The third step is measuring the needed lining to repair or replace the pipe. On the fourth step, the liner is then cut according to the needed measurement and assembled in a calibration tube. The calibration tube is commonly made of fibreglass or polyester. It’s where the specialist mixed the epoxy resin.

Steps 5 & 6 – Wetting-out and Lining

The fifth step is called wetting-out. The liner is compressed using an inversion trailer to ensure that the epoxy reaches the fibre evenly. The sixth step is the lining process. The broken or old pipe is filled with epoxy resin through an upstream access point. It can also be done through downstream access but doing so is much risky.

Step 7 – Curing

The seventh step is to cure the resin. The resin is left to dry and harden up. To hasten the process, air pressure can be injected for the resin to bond and seal with the broken or old pipe. Ultraviolet rays can also be applied to complete the curing process.
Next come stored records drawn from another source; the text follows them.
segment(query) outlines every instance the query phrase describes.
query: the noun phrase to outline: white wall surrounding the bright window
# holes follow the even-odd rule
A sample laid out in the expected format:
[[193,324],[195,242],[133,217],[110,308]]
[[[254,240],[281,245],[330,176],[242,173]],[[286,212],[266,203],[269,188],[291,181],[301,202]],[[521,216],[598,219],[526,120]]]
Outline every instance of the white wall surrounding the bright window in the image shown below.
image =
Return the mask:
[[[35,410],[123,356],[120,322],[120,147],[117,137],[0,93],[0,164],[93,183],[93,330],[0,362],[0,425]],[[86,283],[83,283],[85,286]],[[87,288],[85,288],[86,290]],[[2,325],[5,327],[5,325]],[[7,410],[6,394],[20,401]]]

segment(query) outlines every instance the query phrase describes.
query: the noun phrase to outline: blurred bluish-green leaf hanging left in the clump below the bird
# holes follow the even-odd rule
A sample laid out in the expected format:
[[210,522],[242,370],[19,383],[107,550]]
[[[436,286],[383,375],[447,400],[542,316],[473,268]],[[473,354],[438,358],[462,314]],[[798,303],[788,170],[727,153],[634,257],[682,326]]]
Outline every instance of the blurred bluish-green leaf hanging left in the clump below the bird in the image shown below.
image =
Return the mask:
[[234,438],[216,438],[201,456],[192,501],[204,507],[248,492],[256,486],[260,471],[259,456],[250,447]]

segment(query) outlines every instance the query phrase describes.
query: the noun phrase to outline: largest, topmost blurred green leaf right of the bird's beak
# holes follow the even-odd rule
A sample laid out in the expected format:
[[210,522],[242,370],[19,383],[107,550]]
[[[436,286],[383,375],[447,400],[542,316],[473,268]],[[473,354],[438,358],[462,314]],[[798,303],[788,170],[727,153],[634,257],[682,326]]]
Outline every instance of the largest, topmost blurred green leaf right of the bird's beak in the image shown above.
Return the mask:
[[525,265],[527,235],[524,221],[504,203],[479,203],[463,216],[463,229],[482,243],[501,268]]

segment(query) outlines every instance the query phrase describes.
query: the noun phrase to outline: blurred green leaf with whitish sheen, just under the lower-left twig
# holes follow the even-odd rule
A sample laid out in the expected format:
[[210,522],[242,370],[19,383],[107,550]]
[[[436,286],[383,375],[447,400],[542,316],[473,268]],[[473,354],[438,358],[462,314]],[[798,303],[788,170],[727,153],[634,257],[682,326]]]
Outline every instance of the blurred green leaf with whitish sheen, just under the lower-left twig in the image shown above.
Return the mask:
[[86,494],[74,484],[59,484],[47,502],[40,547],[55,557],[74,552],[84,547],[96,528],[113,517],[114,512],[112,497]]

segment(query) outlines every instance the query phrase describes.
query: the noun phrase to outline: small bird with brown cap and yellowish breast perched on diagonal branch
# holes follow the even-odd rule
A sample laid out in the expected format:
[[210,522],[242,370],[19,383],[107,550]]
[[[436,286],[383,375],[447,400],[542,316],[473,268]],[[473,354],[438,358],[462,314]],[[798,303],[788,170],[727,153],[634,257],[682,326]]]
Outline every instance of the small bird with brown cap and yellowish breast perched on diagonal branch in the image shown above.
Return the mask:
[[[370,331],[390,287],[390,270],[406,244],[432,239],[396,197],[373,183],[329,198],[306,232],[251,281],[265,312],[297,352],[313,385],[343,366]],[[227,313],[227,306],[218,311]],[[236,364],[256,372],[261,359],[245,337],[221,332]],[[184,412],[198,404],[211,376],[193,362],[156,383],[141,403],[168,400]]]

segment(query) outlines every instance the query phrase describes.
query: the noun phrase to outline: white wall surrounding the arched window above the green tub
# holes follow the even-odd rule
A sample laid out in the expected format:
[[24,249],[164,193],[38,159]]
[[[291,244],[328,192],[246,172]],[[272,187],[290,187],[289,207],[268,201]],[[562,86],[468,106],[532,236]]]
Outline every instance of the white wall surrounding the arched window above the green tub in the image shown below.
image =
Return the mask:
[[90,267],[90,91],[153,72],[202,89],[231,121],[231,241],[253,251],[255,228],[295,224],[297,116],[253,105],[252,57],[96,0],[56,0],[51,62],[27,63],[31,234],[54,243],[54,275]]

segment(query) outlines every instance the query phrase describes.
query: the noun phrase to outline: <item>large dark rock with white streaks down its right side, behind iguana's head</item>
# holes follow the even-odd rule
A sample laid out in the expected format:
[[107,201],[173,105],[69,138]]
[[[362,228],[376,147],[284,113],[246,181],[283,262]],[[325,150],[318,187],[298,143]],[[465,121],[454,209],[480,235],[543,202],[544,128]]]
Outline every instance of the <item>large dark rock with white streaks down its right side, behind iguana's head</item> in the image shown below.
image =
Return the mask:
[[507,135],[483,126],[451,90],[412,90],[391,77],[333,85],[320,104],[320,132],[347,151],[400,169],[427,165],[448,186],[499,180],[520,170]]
Steps 8 & 9 – Final Touches and Checking

The eighth step is reopening the junctions that were closed to do the pipe relining. Robotic cutters or other types of cutters can be used to open up these spaces. The ninth and final step is checking the work. Using a CCTV camera again, the inside of the pipeline is checked to ensure that there are no open spaces or wrinkling in the hardened resin.

Trenchless pipe relining is a long-term solution to fix structural damages in a plumbing or sewer system. They can repair cracks, misalignment, or sag. They can also solve blockage, breaks, calcium build-up, flow capacity, leaks, mould, root intrusion, and sewer backups.